Today's Payment Card Industry (PCI) PED systems feature certified tamper prevention and tamper detection schemes designed to ensure that efforts to compromise systems will be immediately visible and unsuccessful. Merchants can use their new systems as a compelling marketing point to show customers that security is a priority.
PIN for any counter
There is no merchant scenario that can't accommodate a PIN debit solution in this day and age. PIN debit can easily be added by selling merchants PCI PED devices containing an internal PIN pad or by adding a secure PIN pad to an existing terminal. With security requirements becoming ever more stringent, many merchants must upgrade their terminals anyway, so why not provide them with solutions that offer more flexibility and payment options?
Among those options are:
- Terminal-driven PIN pad peripherals: Compact PIN pads that attach to existing payment terminals and take up little counter space are a quick and easy way to equip merchants for PIN acceptance.
- Customer-activated PIN pads: Once seen only in supermarkets and high-end department stores, consumer-activated facing terminals that integrate with cash register systems are suited to high-traffic venues.

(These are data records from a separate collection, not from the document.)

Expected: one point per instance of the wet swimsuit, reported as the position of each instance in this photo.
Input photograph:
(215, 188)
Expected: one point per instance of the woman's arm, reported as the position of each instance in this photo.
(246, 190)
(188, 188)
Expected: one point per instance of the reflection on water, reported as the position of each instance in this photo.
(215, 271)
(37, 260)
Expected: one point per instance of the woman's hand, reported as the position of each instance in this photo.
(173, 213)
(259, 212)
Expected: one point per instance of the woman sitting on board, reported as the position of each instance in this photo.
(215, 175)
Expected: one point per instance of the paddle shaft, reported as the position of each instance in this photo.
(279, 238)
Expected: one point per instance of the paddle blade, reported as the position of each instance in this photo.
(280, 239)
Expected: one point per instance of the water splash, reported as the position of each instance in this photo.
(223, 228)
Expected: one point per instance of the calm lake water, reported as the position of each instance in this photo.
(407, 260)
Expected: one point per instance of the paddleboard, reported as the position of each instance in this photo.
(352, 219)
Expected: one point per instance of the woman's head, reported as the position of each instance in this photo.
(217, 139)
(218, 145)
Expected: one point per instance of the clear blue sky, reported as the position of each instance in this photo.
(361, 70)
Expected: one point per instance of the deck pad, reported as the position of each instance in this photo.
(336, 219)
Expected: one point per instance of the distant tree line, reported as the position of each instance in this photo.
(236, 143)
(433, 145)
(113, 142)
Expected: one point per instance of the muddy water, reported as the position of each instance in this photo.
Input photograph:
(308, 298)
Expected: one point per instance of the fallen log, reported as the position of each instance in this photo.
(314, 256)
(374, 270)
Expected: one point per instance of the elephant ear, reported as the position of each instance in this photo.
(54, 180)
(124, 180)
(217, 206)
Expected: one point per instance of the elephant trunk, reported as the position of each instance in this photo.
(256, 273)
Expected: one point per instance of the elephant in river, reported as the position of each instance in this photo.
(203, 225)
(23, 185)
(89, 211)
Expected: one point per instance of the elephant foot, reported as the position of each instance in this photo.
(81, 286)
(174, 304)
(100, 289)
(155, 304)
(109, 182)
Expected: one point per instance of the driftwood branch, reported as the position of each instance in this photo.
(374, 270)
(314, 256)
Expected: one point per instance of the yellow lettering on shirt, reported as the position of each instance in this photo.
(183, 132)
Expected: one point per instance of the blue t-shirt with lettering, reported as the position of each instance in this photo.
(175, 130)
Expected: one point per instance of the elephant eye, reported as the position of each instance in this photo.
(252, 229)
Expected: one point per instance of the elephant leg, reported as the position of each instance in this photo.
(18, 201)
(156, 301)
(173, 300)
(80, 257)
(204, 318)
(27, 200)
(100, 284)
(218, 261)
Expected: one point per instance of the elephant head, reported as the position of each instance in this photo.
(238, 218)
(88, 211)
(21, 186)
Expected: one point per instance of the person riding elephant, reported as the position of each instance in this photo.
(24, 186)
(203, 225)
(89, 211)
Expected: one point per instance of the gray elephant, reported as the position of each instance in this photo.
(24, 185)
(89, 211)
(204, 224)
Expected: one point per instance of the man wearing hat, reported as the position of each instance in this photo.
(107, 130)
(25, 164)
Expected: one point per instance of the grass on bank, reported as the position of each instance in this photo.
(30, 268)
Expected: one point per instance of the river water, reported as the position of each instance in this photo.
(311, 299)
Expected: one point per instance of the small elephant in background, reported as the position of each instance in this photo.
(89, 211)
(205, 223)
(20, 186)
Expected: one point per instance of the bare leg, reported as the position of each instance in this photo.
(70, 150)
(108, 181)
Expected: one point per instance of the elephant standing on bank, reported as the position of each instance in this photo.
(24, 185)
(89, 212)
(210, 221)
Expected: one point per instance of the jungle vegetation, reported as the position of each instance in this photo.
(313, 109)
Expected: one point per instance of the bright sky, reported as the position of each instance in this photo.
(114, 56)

- PC-integrated PIN pads: Personal computer-based payment processing is attractive to a growing number of storefront merchants; especially appealing is a bundled solution that includes hardware and payment processing software.
PIN is in
ISOs and merchant level salespeople able to offer merchants a variety of PIN-entry device options will ensure maximum adaptability and security. When you combine the cost savings associated with PIN debit with increasing card volume, given current consumer trends and the higher security standards for PIN debit transactions, you've got a winning formula for sales now and in the future.